Being recognized as a point person for gender equity issues entails being asked to tackle projects that do not contribute to one’s professional aspirations or promotion. As one example, women, and particularly women of color, are often asked to serve on not just one, but multiple diversity committees—at the departmental and hospital level, and sometimes across multiple institutions. We have said yes to these asks because it felt like the right thing to do. Even when we felt we did not have the time or expertise, it was hard to turn down requests to take on gender equity initiatives, because a lot was at stake in saying no: would we be disappointing our leadership? Would we diminish our status as ‘team players’ or ‘good citizens’ of our departments? Would the issues stagnate or remain unresolved if we did not take them on? As women, we felt like we had disproportionately more of these service commitments, which are not as highly valued for academic career advancement as publishing papers or obtaining grants.

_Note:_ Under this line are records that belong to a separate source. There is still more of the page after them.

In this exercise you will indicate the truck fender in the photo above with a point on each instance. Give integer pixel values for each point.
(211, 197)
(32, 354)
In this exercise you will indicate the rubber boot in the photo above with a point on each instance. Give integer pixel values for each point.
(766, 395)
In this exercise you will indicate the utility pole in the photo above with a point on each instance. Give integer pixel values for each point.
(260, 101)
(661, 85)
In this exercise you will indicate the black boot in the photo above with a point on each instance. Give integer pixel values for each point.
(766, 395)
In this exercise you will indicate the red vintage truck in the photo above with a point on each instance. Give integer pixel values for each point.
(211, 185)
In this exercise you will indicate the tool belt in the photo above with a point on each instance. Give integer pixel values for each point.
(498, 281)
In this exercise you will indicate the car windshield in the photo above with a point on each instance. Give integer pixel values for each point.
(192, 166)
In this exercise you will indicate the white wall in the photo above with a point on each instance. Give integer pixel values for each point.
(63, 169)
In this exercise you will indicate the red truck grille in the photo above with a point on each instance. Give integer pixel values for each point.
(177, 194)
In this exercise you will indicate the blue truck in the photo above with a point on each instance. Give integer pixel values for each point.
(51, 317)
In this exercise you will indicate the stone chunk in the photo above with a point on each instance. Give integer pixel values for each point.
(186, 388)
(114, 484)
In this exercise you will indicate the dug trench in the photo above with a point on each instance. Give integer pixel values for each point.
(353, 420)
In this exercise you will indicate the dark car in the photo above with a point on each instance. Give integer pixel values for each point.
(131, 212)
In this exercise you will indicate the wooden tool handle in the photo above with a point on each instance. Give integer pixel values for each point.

Advocating for sex and gender equity in medicine can be isolating and lead to worry about one’s professional reputation. Becoming respectfully vocal about the numerous ways that sex and gender affect our training and work experiences can be isolating. Our supervisors may be unaware of the extent of the issues at hand, and speaking up can be perceived as hypercritical or perseverative. We appreciate that this problem is amplified for women from racial and ethnic minority backgrounds—i.e. Black and Latinx women—who face greater stereotypes about being angry or impassioned. As such, we need to work towards consensus building by continuing to share and amplify our stories.


Ultimately, despite these challenges, we have felt privileged to play any role, however small, in ushering in improvements for future generations of women in medicine. We hope that we see within our careers a time in which female leadership in medicine is not the exception, but a norm.